The body as it turned out was one that used to belong to a guy known as New Jersey Doug. Doug was a guy who loved to go sailing on the weekends and when he could afford it scuba diving in the bay. He was the town’s expert of pelagic fish and was often in demand to speak at functions like church fetes and kindergarten information evenings, as his presentation was something to behold.
There was a rawness about Doug that just had to be seen to be believed. He told it as it was; he left no stone unturned in relaying his love of the pelagic fish, most of whom he knew first hand, species by species.
Doug was not the sort of guy who would spoon feed you information but rather posed questions and sent you away to research the possible solutions to the problems he presented. It was true to say the kindergarten kids outshone most adults when it came to research as their dexterity at their small infant sized tablets amazed everyone as their tiny fingers sought the answers they needed.

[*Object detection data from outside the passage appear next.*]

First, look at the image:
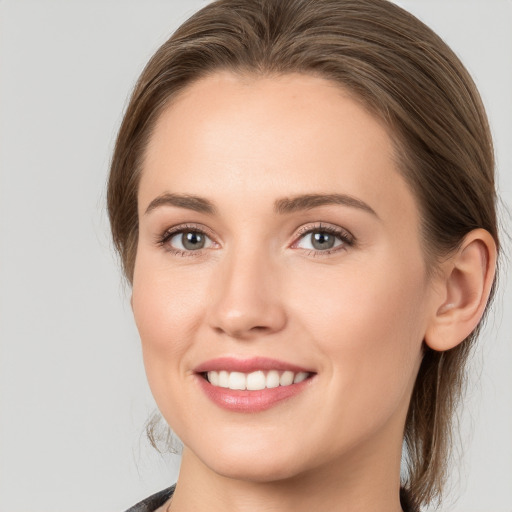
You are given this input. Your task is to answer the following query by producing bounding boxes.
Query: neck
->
[170,432,402,512]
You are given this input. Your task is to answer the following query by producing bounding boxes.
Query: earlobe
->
[425,229,496,351]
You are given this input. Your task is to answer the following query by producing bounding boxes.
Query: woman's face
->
[132,72,435,481]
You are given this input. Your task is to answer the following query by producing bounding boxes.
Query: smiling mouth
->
[202,370,313,391]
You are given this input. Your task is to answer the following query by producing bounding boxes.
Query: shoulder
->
[126,485,176,512]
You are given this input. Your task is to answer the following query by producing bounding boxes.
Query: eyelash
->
[156,223,356,257]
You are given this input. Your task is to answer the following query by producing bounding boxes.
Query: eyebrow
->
[274,194,379,218]
[145,192,379,218]
[145,192,217,215]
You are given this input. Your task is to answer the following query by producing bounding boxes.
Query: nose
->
[207,251,287,339]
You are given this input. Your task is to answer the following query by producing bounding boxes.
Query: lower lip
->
[197,375,313,413]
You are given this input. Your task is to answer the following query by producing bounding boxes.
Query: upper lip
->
[194,357,314,373]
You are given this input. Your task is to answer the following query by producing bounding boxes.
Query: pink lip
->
[195,357,314,413]
[194,357,313,373]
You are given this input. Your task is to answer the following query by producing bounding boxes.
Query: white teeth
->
[218,370,229,388]
[228,372,247,389]
[278,371,294,386]
[208,372,220,386]
[293,372,308,384]
[247,372,267,391]
[267,370,279,388]
[207,370,309,391]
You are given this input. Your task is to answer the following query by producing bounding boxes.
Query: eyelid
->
[155,222,219,256]
[290,222,356,255]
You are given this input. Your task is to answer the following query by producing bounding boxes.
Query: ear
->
[425,229,496,351]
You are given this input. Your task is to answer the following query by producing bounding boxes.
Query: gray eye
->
[297,230,343,251]
[311,231,336,251]
[169,231,209,251]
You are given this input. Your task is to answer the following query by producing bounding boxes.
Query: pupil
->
[312,231,334,249]
[181,231,204,251]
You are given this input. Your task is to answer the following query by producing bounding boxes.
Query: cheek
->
[288,254,427,422]
[132,255,207,396]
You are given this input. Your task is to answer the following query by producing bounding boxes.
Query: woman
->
[108,0,498,512]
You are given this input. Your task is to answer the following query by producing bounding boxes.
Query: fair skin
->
[132,72,494,512]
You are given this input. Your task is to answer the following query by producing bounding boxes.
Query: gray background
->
[0,0,512,512]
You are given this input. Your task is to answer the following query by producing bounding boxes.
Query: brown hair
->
[107,0,498,506]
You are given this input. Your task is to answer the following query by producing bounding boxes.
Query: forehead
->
[139,72,415,226]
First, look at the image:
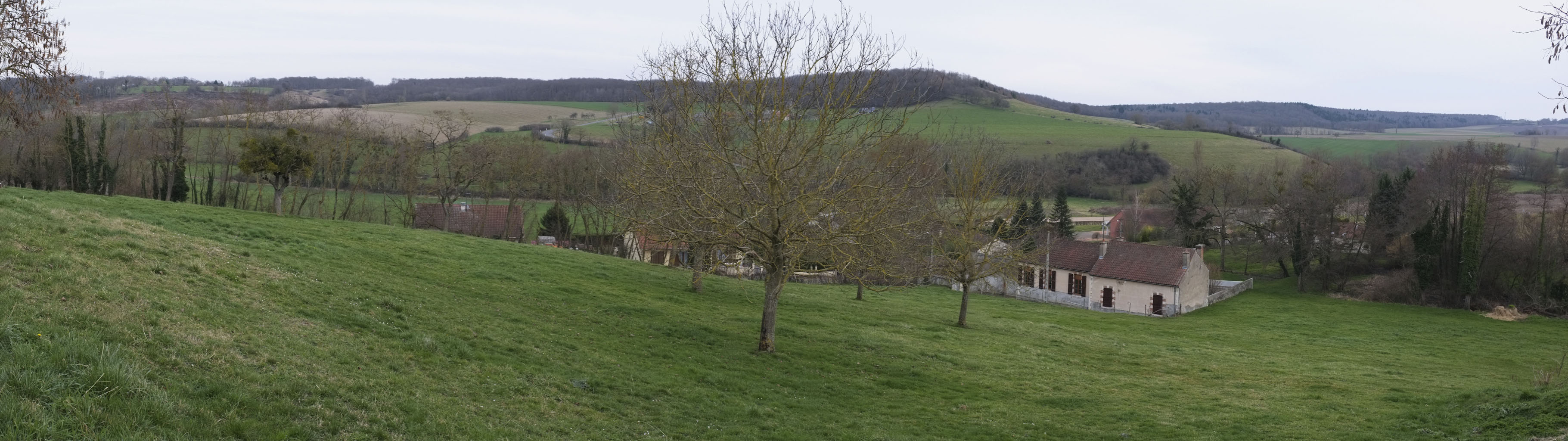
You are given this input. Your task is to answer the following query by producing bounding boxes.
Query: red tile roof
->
[1035,240,1203,286]
[414,204,530,240]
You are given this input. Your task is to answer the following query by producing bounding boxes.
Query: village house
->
[974,240,1251,317]
[621,231,692,267]
[414,204,524,242]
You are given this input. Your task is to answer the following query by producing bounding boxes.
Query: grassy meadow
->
[0,188,1568,439]
[911,100,1300,168]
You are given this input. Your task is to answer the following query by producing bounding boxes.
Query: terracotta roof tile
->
[414,204,522,240]
[1035,240,1203,286]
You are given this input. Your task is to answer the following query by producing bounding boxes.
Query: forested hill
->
[1018,94,1504,135]
[78,69,1504,135]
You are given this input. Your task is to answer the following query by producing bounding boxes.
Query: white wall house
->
[975,240,1250,317]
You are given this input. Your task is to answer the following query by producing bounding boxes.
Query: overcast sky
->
[50,0,1568,119]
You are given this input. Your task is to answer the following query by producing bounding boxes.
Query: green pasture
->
[910,100,1300,168]
[0,188,1568,441]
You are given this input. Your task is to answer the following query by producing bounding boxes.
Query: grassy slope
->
[0,188,1568,439]
[914,100,1298,168]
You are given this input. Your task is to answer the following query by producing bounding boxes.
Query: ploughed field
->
[0,188,1568,439]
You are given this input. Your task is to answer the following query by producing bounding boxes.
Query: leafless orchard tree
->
[1526,5,1568,113]
[927,134,1046,326]
[618,5,925,351]
[0,0,74,126]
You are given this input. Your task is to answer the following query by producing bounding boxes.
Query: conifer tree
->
[1050,187,1072,239]
[540,204,572,240]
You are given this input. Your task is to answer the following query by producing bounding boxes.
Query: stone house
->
[975,240,1250,317]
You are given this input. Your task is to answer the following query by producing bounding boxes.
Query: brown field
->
[365,100,596,127]
[185,100,602,135]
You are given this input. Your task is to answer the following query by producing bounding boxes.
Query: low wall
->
[1204,280,1253,306]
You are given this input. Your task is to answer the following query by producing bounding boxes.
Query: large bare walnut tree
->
[616,5,927,351]
[0,0,74,126]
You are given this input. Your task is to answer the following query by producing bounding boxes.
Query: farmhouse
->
[621,231,692,267]
[414,204,522,240]
[977,240,1250,317]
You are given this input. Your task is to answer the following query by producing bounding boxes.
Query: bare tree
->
[618,5,924,351]
[555,113,577,144]
[1526,5,1568,113]
[0,0,74,126]
[928,135,1040,326]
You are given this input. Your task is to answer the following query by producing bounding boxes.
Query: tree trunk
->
[958,283,969,328]
[758,268,789,351]
[273,177,284,217]
[692,246,707,292]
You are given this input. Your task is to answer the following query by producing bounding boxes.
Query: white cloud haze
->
[53,0,1568,119]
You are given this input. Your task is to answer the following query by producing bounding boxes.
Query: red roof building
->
[414,204,524,240]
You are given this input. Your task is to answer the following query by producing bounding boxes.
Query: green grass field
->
[506,100,637,113]
[911,100,1300,168]
[0,188,1568,439]
[1281,137,1463,157]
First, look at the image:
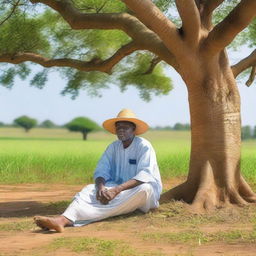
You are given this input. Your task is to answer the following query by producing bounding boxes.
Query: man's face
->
[115,121,135,142]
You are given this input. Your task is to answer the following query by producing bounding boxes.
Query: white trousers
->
[62,183,158,226]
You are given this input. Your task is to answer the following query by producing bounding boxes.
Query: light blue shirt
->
[94,137,162,200]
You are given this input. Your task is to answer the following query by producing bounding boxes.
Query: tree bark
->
[160,52,256,212]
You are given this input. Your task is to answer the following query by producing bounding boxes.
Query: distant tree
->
[241,125,252,140]
[14,116,37,132]
[66,117,100,140]
[40,120,56,128]
[173,123,190,131]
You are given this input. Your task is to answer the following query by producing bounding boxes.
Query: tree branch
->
[122,0,182,55]
[0,0,20,26]
[0,42,139,74]
[143,57,161,75]
[204,0,256,55]
[30,0,153,39]
[30,0,178,72]
[175,0,201,46]
[201,0,224,30]
[245,64,256,87]
[231,49,256,77]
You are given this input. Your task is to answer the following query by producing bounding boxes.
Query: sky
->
[0,47,256,127]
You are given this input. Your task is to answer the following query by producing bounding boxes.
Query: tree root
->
[160,177,256,214]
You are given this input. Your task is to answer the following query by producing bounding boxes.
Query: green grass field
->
[0,128,256,184]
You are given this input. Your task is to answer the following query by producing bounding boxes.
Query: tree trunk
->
[160,51,256,212]
[83,132,88,140]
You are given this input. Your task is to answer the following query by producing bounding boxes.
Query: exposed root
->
[159,182,190,204]
[160,177,256,214]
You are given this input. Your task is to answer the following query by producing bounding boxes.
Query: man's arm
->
[95,177,106,200]
[102,179,143,203]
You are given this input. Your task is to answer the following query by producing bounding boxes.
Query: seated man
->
[34,109,162,232]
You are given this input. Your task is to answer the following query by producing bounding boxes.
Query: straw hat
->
[103,109,148,135]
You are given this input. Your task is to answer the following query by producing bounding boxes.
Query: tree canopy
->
[0,0,256,100]
[66,117,101,140]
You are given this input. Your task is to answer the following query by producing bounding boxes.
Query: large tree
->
[0,0,256,210]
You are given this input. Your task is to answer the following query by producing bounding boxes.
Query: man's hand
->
[103,186,121,201]
[96,186,121,204]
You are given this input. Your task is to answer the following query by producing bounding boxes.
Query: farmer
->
[34,109,162,232]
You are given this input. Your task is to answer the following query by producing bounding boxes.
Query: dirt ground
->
[0,180,256,256]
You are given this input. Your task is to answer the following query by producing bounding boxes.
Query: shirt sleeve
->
[133,145,161,183]
[93,145,113,181]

But it was always Doug, the cynosure of every occasion, who held the focus of every attendee.
But today Doug had rolled for the last time in the sands of the bay. Where in previous times he appeared a part of the pelagic nature of the bay, not an object rejected and spat upon the shore.
As the press gathered a little way off I had the real sense that Doug, an organic man in his love for the underwater world of the bay, was at last at peace and even in his final hours though dead had given back a little to the crawling and swimming creatures of the bay.

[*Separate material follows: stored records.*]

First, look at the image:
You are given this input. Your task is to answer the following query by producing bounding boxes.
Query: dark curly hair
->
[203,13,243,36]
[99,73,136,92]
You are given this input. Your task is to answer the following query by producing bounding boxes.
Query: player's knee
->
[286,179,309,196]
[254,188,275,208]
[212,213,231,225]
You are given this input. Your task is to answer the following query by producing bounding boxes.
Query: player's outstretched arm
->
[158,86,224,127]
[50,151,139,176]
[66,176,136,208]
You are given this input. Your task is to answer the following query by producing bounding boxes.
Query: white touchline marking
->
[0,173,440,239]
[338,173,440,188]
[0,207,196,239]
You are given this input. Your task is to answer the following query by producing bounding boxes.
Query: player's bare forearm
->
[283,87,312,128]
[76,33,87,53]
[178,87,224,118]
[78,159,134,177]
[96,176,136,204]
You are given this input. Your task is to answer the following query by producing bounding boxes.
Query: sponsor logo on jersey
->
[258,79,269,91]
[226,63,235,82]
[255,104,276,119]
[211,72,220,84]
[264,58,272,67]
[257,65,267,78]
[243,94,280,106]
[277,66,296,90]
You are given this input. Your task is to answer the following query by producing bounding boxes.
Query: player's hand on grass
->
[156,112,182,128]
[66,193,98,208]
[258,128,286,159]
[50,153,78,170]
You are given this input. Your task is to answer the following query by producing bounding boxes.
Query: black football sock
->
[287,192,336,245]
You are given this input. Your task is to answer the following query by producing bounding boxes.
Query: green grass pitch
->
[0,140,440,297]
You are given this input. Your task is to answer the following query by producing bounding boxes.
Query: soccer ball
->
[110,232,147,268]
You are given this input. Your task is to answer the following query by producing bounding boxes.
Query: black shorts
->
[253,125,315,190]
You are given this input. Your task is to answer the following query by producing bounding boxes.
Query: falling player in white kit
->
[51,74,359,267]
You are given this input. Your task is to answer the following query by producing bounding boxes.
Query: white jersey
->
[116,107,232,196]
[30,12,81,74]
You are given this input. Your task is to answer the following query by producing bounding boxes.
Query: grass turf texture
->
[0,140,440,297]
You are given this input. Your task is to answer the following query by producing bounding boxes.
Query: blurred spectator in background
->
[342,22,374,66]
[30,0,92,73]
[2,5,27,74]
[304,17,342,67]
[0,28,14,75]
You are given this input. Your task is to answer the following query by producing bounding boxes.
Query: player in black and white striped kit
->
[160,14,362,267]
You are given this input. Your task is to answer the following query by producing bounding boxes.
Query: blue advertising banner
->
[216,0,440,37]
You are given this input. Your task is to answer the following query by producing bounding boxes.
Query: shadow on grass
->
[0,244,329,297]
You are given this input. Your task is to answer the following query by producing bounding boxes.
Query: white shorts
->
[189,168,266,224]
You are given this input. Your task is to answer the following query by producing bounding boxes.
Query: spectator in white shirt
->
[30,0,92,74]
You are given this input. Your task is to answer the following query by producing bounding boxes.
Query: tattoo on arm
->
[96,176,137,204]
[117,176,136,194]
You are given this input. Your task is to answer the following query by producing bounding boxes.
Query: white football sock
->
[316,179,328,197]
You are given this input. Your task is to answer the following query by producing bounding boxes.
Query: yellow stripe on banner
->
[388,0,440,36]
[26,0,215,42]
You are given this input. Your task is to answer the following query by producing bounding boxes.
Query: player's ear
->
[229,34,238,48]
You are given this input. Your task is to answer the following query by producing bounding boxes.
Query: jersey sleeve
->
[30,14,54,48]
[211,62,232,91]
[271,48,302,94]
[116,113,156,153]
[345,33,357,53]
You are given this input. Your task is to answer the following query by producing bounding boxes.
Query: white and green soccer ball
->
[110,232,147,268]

As the cold wind caressed my face that morning and mortality came to visit us again, I had this sense of the fish of the bay rising as one to the surface, in their own version of pelagic behaviour, to pay tribute to a man, a shining cynosure to us all, for whom rejection would never be spooned out but instead his raw love of the bay and the creatures within it would live on the icy cold blue waters that sucked away his life.